To the extent that you can ever ‘expect’ to win a road game, this was that game. Cal had already beaten the Cougars in reasonably decisive fashion in Berkeley. Washington State is not yet a good basketball team, and they were without their 2nd leading scorer, Isaac Bonton. And the Bears did just that - they played a solid game, built a lead, withstood a WSU run, and won a game against a bad, weakened opponent on the road.
The prior paragraph is a normal basketball thing you write about a normal basketball team. I couldn’t have written that paragraph in either of the last two years. It’s somewhat exciting to say that Cal is gradually becoming a normal basketball team again.
What exactly did the Bears do to take advantage of a bit of good fortune? They made a team without much shooting miss a ton of shots.
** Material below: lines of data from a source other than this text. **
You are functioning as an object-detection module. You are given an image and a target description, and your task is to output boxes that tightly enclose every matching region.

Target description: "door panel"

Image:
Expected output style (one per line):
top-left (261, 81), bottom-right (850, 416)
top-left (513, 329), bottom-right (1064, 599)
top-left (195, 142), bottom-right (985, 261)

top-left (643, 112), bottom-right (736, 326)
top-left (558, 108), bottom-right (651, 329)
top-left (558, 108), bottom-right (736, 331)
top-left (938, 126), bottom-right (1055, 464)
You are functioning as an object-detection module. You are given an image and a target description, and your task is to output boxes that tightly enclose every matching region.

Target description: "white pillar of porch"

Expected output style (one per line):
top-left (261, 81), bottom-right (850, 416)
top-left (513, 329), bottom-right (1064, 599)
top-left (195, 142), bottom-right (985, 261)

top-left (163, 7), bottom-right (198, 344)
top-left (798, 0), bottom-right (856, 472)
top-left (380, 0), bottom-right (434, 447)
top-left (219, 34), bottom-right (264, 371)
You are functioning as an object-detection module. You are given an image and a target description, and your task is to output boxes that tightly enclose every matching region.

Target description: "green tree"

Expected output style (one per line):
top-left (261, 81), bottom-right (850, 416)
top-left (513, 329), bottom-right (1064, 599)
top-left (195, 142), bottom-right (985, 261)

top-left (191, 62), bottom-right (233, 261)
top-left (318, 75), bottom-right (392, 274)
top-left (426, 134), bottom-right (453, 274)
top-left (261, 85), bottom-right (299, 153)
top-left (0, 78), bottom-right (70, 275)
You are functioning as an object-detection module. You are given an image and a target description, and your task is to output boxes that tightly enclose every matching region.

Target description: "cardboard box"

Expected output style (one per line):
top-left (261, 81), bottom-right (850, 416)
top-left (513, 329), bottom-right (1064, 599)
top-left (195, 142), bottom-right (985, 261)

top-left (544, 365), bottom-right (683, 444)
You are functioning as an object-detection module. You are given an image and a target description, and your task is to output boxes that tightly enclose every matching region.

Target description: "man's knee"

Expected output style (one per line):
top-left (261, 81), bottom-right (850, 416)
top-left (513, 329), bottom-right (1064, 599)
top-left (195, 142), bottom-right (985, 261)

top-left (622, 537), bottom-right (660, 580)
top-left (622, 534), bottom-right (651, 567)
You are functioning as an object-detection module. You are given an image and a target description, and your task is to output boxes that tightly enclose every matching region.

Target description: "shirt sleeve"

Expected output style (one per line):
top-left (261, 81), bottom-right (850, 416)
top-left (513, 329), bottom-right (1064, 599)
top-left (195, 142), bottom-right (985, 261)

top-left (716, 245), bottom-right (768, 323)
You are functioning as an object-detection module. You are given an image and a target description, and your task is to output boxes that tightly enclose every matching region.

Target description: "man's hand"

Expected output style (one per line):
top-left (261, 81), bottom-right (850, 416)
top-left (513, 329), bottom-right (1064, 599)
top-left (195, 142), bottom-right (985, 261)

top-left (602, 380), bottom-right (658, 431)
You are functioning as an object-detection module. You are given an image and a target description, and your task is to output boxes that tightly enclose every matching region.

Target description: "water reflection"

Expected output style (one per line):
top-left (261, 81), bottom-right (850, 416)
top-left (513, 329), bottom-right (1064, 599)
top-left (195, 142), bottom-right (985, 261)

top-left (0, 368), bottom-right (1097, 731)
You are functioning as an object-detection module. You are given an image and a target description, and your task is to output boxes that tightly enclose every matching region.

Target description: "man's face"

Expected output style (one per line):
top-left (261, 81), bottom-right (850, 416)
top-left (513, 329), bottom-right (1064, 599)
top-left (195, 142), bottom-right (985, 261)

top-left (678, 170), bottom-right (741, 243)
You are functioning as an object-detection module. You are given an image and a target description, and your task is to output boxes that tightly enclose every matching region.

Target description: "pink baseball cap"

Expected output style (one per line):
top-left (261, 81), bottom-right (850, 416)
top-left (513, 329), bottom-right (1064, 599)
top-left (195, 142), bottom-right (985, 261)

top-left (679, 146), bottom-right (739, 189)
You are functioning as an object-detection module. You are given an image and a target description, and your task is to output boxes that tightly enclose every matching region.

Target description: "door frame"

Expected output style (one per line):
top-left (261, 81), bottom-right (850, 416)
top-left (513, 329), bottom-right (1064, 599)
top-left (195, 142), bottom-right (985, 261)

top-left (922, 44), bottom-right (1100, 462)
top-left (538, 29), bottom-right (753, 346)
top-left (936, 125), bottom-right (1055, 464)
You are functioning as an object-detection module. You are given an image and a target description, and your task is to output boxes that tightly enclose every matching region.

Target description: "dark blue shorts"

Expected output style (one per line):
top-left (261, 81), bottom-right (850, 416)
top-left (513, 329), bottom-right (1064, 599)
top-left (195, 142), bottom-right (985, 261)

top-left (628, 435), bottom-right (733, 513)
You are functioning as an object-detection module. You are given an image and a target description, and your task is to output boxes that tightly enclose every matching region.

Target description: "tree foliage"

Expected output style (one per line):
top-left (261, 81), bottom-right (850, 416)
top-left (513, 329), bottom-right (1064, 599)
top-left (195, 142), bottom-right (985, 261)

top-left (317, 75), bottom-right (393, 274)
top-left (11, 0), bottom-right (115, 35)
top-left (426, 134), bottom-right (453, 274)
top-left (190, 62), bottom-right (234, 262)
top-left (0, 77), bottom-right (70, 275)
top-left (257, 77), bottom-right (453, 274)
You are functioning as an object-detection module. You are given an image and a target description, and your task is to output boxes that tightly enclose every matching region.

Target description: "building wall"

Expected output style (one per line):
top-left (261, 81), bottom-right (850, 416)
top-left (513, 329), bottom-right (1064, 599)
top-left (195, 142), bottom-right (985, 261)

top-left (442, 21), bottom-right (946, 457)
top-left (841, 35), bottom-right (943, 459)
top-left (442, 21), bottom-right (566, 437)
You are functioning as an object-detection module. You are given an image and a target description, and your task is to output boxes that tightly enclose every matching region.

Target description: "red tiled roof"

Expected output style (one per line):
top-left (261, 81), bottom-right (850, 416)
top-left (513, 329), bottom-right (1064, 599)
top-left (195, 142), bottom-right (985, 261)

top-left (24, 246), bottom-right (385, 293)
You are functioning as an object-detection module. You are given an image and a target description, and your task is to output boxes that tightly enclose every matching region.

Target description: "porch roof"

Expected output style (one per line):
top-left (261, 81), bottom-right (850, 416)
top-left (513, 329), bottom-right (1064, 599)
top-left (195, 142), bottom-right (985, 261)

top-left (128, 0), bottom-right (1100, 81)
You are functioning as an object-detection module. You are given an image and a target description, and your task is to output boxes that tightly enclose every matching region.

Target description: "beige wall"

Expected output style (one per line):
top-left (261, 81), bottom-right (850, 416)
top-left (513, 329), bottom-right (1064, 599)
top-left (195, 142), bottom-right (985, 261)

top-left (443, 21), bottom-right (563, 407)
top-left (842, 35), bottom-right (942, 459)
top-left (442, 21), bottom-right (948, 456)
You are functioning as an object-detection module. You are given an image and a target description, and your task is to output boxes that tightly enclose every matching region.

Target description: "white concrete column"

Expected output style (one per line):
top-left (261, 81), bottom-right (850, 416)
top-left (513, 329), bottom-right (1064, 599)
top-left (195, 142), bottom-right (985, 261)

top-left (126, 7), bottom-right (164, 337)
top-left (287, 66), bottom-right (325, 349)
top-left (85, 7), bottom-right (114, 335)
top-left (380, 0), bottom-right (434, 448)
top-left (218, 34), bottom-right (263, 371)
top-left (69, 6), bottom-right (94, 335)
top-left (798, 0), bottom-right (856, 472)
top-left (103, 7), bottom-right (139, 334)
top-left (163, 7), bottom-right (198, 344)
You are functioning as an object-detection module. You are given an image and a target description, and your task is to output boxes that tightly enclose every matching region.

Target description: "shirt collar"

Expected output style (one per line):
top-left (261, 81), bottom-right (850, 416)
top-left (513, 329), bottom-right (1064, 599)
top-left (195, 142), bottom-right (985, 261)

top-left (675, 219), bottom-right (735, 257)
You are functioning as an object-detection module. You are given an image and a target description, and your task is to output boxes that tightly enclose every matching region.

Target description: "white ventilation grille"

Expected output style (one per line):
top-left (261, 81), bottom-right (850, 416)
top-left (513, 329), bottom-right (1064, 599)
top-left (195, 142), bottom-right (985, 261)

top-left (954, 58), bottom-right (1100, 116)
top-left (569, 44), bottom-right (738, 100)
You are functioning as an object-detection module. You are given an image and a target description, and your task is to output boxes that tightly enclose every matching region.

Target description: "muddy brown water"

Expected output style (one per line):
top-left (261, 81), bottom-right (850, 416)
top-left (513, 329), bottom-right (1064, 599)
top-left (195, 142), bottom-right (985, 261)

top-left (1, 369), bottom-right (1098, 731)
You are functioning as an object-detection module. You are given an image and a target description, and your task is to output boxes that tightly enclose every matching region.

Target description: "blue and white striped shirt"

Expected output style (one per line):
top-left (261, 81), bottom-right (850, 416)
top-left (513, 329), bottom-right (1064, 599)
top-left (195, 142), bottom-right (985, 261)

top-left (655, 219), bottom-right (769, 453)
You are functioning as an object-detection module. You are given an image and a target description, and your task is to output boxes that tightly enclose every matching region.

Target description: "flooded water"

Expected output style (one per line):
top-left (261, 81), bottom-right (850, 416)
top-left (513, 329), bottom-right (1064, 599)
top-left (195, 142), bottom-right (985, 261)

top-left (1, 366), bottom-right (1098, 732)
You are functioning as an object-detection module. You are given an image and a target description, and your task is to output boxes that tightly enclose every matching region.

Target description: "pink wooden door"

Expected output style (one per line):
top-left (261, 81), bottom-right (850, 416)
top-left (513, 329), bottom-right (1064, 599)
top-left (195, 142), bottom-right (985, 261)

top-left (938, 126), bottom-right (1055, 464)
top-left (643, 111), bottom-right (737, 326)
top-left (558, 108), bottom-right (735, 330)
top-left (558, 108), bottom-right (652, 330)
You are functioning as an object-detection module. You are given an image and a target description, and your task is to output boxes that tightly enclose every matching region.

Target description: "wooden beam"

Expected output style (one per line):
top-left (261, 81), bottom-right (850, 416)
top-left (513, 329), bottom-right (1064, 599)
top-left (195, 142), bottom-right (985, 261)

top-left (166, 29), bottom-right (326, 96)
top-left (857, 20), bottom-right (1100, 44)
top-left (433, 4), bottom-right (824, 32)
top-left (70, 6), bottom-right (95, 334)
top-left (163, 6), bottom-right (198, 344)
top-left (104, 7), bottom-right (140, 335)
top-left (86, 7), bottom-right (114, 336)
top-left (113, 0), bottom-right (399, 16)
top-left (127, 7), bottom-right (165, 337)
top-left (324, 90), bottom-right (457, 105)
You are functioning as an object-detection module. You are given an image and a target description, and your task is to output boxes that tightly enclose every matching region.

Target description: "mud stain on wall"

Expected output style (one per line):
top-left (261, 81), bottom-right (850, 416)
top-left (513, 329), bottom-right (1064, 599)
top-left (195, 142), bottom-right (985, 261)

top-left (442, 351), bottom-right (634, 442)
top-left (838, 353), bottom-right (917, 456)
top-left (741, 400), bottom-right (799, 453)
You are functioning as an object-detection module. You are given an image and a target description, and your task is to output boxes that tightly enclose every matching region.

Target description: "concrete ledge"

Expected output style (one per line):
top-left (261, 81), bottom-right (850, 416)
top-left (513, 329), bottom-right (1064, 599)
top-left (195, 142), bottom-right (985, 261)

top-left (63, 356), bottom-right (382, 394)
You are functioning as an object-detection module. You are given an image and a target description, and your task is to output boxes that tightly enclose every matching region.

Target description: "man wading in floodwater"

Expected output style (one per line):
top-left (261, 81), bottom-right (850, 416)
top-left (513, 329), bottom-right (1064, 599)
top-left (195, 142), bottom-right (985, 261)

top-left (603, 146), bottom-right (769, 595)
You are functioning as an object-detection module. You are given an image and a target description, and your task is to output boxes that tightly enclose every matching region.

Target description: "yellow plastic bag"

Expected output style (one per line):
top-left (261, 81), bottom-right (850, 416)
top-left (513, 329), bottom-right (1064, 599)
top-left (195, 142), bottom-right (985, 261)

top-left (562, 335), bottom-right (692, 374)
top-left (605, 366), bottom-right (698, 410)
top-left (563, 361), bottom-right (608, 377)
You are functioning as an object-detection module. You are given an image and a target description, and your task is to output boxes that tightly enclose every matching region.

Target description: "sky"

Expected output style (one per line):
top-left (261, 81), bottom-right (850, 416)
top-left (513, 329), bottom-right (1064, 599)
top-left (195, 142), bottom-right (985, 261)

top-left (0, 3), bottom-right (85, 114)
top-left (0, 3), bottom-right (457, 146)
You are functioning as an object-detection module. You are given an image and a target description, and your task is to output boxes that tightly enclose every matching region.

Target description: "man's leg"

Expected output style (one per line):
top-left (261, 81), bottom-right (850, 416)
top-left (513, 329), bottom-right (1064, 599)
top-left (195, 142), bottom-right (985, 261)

Washington State shot 35% on their 2 pointers and 22% on their 3 pointers, and only a whistle happy ref (39 combined 2nd half free throw attempts!) kept WSU’s offense afloat. It was Cal’s best defensive performance since they held Stanford to 50 points back in January.
Paris Austin was the star performer, but not necessarily because he led Cal in scoring. No, Paris Austin may have been Cal’s most influential defender. He spent a lot of time marking CJ Elleby, who was a miserable 4-18 from the field with 3 turnovers. Austin also chipped in with a couple steals and 8 important defensive rebounds, and when the game devolved into a ref-led foul fest, Austin was the perfect guy to drive the lane and take advantage of the inanity.
The other star performer was Andre Kelly, who went 8-10 from the field and was Cal’s only threat as an offensive rebounder. Against WSU’s undersized lineup he was always a solid pick to have an efficient day inside, and he came through with just that kind of performance.
- I obliquely referenced the refs above, and it was pretty bad, though I don’t think it made a difference in the final outcome, and think on the whole Cal got the better end of the whistles. There were 11 combined fouls called in the first half . . . and a miserable 29 in the second half. If you’re doing the math, that comes down to a whistle every 41 seconds of game action. For what it’s worth, only 3 of those 29 fouls were late game intentional fouls. And I can’t say that I thought the game was particularly physical while I was watching, or particularly different after halftime. I can’t really make heads or tails of it.
- As conference play has gone on, Mark Fox has increasingly tightened his rotation, and against WSU only 15 combined minutes went to players outside of the core six man rotation of Bradley, Austin, Brown, Anticevich, Kelly, and South.
- The first 15 minutes of this game may have been the best stretch of basketball the Bears have played all season long. After 22 possessions the Bears led 30-13 and against a turnover forcing defense had coughed up the ball just twice. And one of those was an iffy offensive foul on Andre Kelly!
The Bears face the basketball world’s personification of Murphy’s Law next - the snakebit, unlucky, destitute Washington Huskies. Despite a top 10 recruiting class and a coach with back-to-back Pac-12 coach of the year awards, Washington shockingly sits at 2-11 in the Pac-12, a full three games behind our Bears. Not for nothing, but a win would clinch a finish better than last place for the first time in three years for the Bears, and would be a nice marker of progress in year one under Mark Fox.